I am planning to add all these plotting metrics to Daru::View this week. Please let me know if you would like to have any changes in the workflow.
Sorry for answering late, but I believe that direction should be updated a bit.
The thing is, goal is “more generic goodness in daru (based on ‘analyze rails logs’ task)”, not “make a Rails log analyzer (eventually using some of daru)”.
Therefore, what should be thought upon is not very particular Rails-log-centric analyzing methods, but something like:
- make some (very rough at the beginning!) demo app – it can be just one script that reads some log and outputs stats (first just numbers/data, then plots).
- while doing so, look at current DataFrame and daru-view abilities, and detect what missing for it to be comfortable and one-liners, and reimplement that (not specific methods like
most_requested_rails_http_routes, but generic statistical and plotting gimmiks)
The far result of the work should be envisioned as:
- daru can read now rails (and other) logs too!

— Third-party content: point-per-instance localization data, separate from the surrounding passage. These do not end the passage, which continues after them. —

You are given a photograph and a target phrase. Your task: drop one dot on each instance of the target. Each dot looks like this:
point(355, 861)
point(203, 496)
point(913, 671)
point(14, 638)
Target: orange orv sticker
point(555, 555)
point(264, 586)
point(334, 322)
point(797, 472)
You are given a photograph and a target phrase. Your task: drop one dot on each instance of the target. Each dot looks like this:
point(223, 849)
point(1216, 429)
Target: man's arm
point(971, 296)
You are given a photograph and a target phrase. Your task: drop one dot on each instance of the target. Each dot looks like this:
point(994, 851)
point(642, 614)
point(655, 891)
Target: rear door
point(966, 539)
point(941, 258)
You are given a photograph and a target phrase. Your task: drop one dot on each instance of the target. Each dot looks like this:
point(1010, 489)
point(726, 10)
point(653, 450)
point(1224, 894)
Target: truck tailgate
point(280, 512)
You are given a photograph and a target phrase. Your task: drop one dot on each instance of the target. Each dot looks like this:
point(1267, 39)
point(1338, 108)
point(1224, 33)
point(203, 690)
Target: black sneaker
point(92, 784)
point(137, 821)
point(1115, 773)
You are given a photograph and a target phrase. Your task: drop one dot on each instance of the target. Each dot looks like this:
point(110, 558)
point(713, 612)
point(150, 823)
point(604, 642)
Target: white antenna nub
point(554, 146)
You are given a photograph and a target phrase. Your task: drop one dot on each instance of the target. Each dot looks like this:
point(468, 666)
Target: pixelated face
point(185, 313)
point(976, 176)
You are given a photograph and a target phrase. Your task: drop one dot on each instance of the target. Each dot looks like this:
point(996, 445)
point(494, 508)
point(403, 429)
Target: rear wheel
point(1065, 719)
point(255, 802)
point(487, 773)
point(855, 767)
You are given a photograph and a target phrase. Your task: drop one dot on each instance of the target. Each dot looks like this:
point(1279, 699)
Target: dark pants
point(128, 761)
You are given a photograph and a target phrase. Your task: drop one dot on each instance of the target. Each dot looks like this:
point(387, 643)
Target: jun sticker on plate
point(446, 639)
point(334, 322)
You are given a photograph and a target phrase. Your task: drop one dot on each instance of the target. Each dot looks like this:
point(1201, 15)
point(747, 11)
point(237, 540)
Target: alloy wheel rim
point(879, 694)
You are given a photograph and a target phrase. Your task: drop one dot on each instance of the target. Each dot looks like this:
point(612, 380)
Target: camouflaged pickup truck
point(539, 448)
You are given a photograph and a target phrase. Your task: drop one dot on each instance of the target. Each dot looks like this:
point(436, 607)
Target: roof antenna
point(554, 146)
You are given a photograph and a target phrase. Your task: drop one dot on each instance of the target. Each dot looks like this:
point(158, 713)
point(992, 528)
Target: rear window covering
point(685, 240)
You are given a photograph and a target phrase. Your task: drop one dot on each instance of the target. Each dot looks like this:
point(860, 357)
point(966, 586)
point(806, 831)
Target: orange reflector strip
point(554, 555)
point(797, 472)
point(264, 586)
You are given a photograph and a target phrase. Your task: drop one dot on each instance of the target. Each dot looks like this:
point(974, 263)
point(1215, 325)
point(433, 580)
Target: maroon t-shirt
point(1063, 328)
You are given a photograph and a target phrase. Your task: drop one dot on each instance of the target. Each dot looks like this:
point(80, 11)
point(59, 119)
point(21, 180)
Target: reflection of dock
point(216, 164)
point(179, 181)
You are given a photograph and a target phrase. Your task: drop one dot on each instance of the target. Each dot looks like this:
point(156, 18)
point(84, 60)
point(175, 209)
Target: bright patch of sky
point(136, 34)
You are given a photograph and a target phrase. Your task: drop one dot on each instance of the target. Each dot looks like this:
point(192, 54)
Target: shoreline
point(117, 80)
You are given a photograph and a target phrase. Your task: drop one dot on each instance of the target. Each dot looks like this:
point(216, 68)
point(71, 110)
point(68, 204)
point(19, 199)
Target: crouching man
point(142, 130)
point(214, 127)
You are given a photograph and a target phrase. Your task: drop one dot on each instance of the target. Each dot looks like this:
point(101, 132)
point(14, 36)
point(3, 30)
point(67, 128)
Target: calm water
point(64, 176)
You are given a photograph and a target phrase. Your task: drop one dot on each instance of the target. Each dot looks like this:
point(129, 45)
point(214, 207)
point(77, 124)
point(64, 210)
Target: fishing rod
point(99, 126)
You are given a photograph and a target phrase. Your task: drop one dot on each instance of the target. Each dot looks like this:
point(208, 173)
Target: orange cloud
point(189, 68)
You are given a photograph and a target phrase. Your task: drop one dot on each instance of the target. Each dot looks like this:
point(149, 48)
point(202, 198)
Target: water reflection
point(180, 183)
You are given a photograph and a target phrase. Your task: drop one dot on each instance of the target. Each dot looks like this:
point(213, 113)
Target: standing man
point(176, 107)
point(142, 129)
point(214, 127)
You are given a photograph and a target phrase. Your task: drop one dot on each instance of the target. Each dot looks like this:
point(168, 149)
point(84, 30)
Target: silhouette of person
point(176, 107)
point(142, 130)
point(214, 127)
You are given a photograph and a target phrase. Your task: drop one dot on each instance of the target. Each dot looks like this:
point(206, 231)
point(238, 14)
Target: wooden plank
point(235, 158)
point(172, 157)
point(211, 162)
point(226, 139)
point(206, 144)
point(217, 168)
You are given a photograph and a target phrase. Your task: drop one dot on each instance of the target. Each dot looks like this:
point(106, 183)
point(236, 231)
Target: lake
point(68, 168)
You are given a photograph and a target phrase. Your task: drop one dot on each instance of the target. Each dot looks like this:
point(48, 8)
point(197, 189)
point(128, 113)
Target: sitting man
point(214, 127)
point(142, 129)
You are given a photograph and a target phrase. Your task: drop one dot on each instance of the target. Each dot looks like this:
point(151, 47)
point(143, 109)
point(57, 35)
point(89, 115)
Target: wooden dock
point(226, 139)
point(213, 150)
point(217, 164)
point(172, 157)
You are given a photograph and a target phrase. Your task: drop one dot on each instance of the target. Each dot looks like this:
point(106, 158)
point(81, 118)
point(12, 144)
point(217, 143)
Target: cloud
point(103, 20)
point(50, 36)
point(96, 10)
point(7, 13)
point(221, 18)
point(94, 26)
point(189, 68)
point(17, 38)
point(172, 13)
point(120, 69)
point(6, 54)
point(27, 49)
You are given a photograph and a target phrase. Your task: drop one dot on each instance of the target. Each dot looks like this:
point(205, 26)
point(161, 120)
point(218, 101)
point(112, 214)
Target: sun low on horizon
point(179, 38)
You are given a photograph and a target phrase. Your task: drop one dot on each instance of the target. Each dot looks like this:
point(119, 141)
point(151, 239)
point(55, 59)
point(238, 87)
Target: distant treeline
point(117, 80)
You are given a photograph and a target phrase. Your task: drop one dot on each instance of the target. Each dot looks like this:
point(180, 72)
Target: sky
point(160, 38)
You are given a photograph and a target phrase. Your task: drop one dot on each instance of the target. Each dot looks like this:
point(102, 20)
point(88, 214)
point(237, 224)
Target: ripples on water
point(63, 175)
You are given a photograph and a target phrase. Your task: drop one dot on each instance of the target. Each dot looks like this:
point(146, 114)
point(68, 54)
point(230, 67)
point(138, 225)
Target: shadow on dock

- cool new statistical/business analytics methods in DataFrame
- some generic, but pretty useful for logs things in daru-view
…and some demo app to showcase how Daru can be useful (for Rails too, but also for lot of other things).
Please keep reporting us where are you now, what’s the plan, and challenges you are facing in every 1 or 2 days.
Going by the updated directions, I think daru/view is already a friendly plugin for plotting any type of metrics. As the user-to-user requirement of metrics varies, one can do it on his own if given a sample rails app plotting some of the common metrics (which I will be doing in the last phase as per timeline).
If the aim is to introduce more generic methods rather than log-centric ones, it will be better to directly start with the next part of creating the business intelligence module for daru.
WDYT? @zverok @shekharrajak
I have started working on the Daru::BI module and will be adding data cleaning methods for Daru::DataFrame this week. Please let me know about any altercations required in the plan.